Walter Trautschold was the son of the actor and director Gustav Trautschold . He received his artistic training at the Staatliche Kunstgewerbeschule Berlin under Eduard Suhr. Trautschold made a name for himself as a painter in his early twenties, his favorite subject initially being nude and full-body portraits of young women. Later he also created sculptures and designed sets for the theater.

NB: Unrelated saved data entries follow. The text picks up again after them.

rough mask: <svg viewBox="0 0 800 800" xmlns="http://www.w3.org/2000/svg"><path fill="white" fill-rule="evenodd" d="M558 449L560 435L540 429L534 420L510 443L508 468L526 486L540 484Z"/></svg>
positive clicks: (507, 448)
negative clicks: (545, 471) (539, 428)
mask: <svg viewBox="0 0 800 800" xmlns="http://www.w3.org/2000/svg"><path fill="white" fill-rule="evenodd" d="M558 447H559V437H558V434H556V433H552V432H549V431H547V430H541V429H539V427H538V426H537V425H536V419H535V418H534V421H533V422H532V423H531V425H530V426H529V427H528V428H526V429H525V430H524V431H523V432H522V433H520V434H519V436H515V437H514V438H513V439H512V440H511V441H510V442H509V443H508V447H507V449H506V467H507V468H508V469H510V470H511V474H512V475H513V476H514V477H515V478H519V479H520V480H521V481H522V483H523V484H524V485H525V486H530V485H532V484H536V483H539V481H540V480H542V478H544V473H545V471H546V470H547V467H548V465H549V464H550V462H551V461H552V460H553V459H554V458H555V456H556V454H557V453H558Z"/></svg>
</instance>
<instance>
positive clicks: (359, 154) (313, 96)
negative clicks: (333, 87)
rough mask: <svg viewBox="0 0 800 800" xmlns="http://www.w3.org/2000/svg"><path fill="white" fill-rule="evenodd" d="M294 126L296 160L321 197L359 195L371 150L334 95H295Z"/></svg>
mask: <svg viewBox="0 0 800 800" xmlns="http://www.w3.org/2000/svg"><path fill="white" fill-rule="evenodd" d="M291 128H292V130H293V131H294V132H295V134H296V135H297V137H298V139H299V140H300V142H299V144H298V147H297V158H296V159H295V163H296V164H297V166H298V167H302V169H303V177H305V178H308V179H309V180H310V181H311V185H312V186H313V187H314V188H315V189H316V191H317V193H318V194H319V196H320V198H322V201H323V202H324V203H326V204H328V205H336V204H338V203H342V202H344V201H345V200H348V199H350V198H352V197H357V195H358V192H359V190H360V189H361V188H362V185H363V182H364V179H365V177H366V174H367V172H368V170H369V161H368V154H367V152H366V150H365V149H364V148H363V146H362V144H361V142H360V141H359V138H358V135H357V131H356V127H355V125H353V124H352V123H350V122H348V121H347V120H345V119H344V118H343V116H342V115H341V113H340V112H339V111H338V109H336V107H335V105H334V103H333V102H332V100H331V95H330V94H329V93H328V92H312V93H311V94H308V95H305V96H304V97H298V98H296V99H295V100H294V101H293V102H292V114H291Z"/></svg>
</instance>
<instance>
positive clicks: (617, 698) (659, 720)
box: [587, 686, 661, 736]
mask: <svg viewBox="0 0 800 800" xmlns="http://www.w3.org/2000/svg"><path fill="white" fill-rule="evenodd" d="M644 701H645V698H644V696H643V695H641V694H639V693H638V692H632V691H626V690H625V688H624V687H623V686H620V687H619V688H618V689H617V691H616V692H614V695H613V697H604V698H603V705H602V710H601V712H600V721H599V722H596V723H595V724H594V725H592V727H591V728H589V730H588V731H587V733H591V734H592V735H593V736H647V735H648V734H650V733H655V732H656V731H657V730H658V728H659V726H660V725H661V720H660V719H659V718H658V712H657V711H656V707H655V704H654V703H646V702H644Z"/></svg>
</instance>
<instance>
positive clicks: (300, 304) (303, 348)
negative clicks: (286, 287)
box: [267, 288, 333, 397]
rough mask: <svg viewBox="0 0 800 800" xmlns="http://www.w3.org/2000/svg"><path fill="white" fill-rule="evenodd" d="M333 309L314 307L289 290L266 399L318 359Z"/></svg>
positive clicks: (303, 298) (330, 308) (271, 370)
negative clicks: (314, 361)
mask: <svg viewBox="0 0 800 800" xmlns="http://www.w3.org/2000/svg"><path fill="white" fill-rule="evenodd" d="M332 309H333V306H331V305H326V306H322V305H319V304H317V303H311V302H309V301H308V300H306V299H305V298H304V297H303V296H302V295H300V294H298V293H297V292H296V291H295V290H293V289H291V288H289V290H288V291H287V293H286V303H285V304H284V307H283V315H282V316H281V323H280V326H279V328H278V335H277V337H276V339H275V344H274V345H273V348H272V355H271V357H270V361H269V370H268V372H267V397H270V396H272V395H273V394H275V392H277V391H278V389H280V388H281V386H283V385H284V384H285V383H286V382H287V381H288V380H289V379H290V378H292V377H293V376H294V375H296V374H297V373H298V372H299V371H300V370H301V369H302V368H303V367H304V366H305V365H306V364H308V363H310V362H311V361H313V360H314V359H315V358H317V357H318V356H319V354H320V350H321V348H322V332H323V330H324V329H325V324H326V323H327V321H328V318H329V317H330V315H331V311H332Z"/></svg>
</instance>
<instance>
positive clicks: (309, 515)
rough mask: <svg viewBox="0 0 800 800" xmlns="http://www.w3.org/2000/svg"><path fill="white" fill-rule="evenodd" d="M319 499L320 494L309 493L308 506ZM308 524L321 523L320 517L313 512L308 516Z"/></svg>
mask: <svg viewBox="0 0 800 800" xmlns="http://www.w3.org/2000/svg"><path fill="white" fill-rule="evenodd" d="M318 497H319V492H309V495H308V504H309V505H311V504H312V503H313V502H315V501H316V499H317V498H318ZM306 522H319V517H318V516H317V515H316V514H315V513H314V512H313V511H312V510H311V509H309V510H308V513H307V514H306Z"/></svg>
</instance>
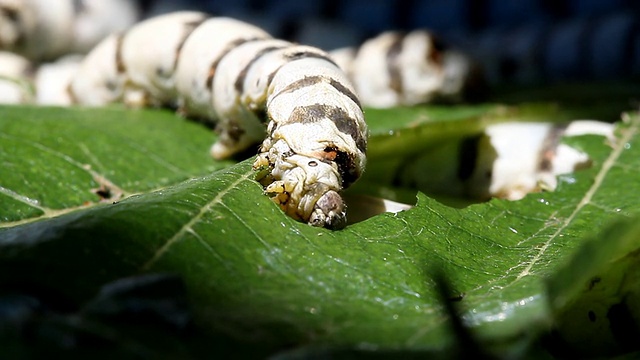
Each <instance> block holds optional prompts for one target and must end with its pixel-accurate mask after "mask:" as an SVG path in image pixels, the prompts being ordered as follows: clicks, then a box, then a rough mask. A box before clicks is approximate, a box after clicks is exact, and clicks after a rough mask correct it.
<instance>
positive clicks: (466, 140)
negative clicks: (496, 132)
mask: <svg viewBox="0 0 640 360" xmlns="http://www.w3.org/2000/svg"><path fill="white" fill-rule="evenodd" d="M483 136H484V135H482V134H480V135H476V136H471V137H468V138H464V139H463V140H462V141H461V142H460V144H459V146H458V173H457V176H458V179H460V180H461V181H466V180H469V179H470V178H471V176H472V175H473V173H474V172H475V171H476V166H477V165H478V154H479V152H480V149H479V148H478V147H479V146H480V140H481V139H482V137H483Z"/></svg>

As the older brother of the actress Ilse Trautschold, Walter Trautschold quickly made contact with the cabaret scene and maintained close contact with the famous " Catacomb ". For this cabaret he worked as a draftsman and illustrator and challenged Nazi politics several times with his work. Thereupon, on May 10, 1935, Goebbels ordered the transfer ... [of the catacombs members] ... “to a camp with physical labor for a period of six weeks. The small Esterwegen concentration camp in Emsland was selected for this disciplinary measure. The attempt at intimidation was only half successful because Goebbels had made the calculation without his strongest adversary in the Reich government, Prussia's Prime Minister Hermann Goring . Finck's colleague Käthe Dorsch, a highly respected stage star and his ex-fiancée, had meanwhile spoken out to the future Reichsmarschall for the delinquents. Goering's advisor then wrote to Berlin's Gestapo chief Reinhard Heydrich on June 25, 1935 : “The Prime Minister wishes that the arrested persons be released from custody and that proper proceedings be instituted against them.” “ This process ended with everyone involved an acquittal.

After the war, Trautschold lived in the Berlin artists' colony and supplied the Great Berlin Art Exhibition with his works. Since 1946 he was a member of the Professional Association of Visual Artists Berlin.

Individual evidence

  1. Kay Less : Between the stage and the barracks. Lexicon of persecuted theater, film and music artists from 1933 to 1945 . With a foreword by Paul Spiegel . Metropol, Berlin 2008, ISBN 978-3-938690-10-9 , p. 18.